Posted by Sean Christopherson 8 months, 3 weeks ago

On Wed, May 21, 2025, Chao Gao wrote:
> On Fri, May 16, 2025 at 08:20:54AM -0700, Dave Hansen wrote:
> >On 5/15/25 08:41, Ingo Molnar wrote:
> >> * Chao Gao <chao.gao@intel.com> wrote:
> >>> I kindly request your consideration for merging this series. Most of 
> >>> patches have received Reviewed-by/Acked-by tags.
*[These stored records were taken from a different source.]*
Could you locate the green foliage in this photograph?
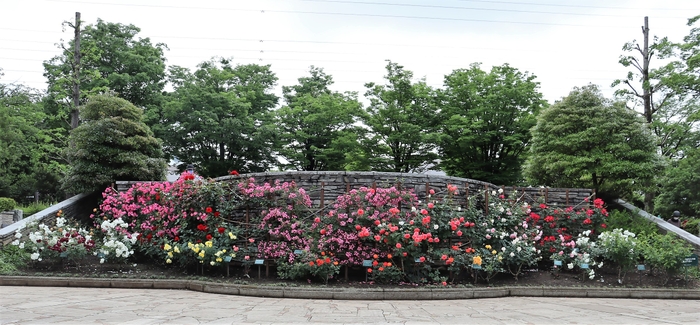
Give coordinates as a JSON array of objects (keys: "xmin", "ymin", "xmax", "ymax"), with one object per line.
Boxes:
[
  {"xmin": 159, "ymin": 59, "xmax": 279, "ymax": 177},
  {"xmin": 525, "ymin": 85, "xmax": 660, "ymax": 197},
  {"xmin": 277, "ymin": 66, "xmax": 364, "ymax": 170},
  {"xmin": 605, "ymin": 210, "xmax": 658, "ymax": 235},
  {"xmin": 0, "ymin": 245, "xmax": 29, "ymax": 274},
  {"xmin": 0, "ymin": 84, "xmax": 65, "ymax": 201},
  {"xmin": 63, "ymin": 95, "xmax": 165, "ymax": 193},
  {"xmin": 654, "ymin": 148, "xmax": 700, "ymax": 218},
  {"xmin": 440, "ymin": 63, "xmax": 546, "ymax": 184},
  {"xmin": 639, "ymin": 233, "xmax": 693, "ymax": 275},
  {"xmin": 44, "ymin": 19, "xmax": 167, "ymax": 130},
  {"xmin": 360, "ymin": 61, "xmax": 437, "ymax": 173},
  {"xmin": 0, "ymin": 197, "xmax": 17, "ymax": 211}
]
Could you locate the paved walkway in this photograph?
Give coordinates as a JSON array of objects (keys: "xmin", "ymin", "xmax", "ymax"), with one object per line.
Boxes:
[{"xmin": 0, "ymin": 286, "xmax": 700, "ymax": 325}]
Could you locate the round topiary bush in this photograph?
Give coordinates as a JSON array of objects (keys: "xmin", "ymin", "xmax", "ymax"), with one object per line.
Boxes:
[{"xmin": 0, "ymin": 197, "xmax": 17, "ymax": 211}]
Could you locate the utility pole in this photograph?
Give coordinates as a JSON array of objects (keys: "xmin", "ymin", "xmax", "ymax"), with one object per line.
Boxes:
[
  {"xmin": 70, "ymin": 12, "xmax": 80, "ymax": 129},
  {"xmin": 642, "ymin": 17, "xmax": 653, "ymax": 123}
]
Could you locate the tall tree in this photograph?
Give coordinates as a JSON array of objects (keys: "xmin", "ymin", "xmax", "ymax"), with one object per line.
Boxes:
[
  {"xmin": 0, "ymin": 84, "xmax": 65, "ymax": 201},
  {"xmin": 277, "ymin": 66, "xmax": 364, "ymax": 170},
  {"xmin": 525, "ymin": 85, "xmax": 660, "ymax": 197},
  {"xmin": 354, "ymin": 61, "xmax": 437, "ymax": 173},
  {"xmin": 160, "ymin": 58, "xmax": 278, "ymax": 177},
  {"xmin": 440, "ymin": 63, "xmax": 546, "ymax": 184},
  {"xmin": 44, "ymin": 19, "xmax": 167, "ymax": 132},
  {"xmin": 63, "ymin": 95, "xmax": 166, "ymax": 193}
]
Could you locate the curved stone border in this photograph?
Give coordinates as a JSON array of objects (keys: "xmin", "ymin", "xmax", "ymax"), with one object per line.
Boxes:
[{"xmin": 0, "ymin": 276, "xmax": 700, "ymax": 300}]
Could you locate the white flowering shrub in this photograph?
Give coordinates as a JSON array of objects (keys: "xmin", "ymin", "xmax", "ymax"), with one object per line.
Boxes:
[
  {"xmin": 12, "ymin": 211, "xmax": 95, "ymax": 261},
  {"xmin": 94, "ymin": 218, "xmax": 139, "ymax": 263}
]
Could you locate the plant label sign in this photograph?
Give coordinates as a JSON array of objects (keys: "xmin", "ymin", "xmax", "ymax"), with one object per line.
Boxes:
[{"xmin": 683, "ymin": 254, "xmax": 698, "ymax": 266}]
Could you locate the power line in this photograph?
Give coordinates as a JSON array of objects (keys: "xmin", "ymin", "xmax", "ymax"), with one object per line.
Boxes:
[
  {"xmin": 37, "ymin": 0, "xmax": 632, "ymax": 28},
  {"xmin": 301, "ymin": 0, "xmax": 687, "ymax": 19}
]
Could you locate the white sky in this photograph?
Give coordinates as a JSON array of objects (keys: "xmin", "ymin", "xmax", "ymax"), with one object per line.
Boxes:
[{"xmin": 0, "ymin": 0, "xmax": 700, "ymax": 102}]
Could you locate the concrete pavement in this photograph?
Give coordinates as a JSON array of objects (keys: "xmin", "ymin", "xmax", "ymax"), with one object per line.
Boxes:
[{"xmin": 0, "ymin": 286, "xmax": 700, "ymax": 325}]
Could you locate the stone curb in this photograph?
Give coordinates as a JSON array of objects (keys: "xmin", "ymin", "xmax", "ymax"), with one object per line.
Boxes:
[{"xmin": 0, "ymin": 276, "xmax": 700, "ymax": 300}]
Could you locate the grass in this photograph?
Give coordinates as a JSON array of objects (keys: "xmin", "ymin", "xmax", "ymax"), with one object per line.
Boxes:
[{"xmin": 0, "ymin": 245, "xmax": 29, "ymax": 274}]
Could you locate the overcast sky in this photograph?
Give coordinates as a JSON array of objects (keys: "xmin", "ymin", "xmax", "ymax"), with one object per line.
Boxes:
[{"xmin": 0, "ymin": 0, "xmax": 700, "ymax": 102}]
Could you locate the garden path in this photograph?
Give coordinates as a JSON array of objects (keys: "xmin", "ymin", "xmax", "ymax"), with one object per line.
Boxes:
[{"xmin": 0, "ymin": 286, "xmax": 700, "ymax": 325}]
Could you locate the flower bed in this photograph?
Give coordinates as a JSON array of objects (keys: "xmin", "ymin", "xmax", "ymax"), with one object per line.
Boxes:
[{"xmin": 5, "ymin": 177, "xmax": 690, "ymax": 285}]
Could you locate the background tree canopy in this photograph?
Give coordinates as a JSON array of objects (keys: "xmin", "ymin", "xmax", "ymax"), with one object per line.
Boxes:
[
  {"xmin": 63, "ymin": 95, "xmax": 166, "ymax": 193},
  {"xmin": 440, "ymin": 63, "xmax": 546, "ymax": 185},
  {"xmin": 159, "ymin": 59, "xmax": 279, "ymax": 177},
  {"xmin": 525, "ymin": 85, "xmax": 660, "ymax": 198}
]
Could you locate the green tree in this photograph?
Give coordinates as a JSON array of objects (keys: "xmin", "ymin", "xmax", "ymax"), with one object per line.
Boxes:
[
  {"xmin": 160, "ymin": 58, "xmax": 279, "ymax": 177},
  {"xmin": 654, "ymin": 148, "xmax": 700, "ymax": 218},
  {"xmin": 440, "ymin": 63, "xmax": 546, "ymax": 184},
  {"xmin": 524, "ymin": 85, "xmax": 659, "ymax": 198},
  {"xmin": 277, "ymin": 66, "xmax": 364, "ymax": 170},
  {"xmin": 63, "ymin": 95, "xmax": 166, "ymax": 193},
  {"xmin": 0, "ymin": 80, "xmax": 65, "ymax": 201},
  {"xmin": 360, "ymin": 61, "xmax": 437, "ymax": 173},
  {"xmin": 44, "ymin": 19, "xmax": 167, "ymax": 130}
]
> >> I don't see anything objectionable in this series.
> >> 
> >> The upcoming v6.16 merge window is already quite crowded in terms of 
> >> FPU changes, so I think at this point we are looking at a v6.17 merge, 
> >> done shortly after v6.16-rc1 if everything goes well. Dave, what do you 
> >> think?
> >
> >It's getting into shape, but it has a slight shortage of reviews. For
> >now, it's an all-Intel patch even though I _thought_ AMD had this
> >feature too. It's also purely for KVM and has some suggested-by's from
> >Sean, but no KVM acks on it.
> >
> >Sean is not exactly the quiet type about things, but it always warms me
> >heart to see an acked-by accompanying a suggested-by because it
> >indicates that the suggestion was heard and implemented properly.
> 
> Hi Sean, John,
> 
> Based on Dave's feedback, could you please review this series and provide your
> reviewed-by/acked-by if appropriate?

The initialization of default features is a bit gnarly and I think can be improved
without too much fuss, but otherwise this looks good.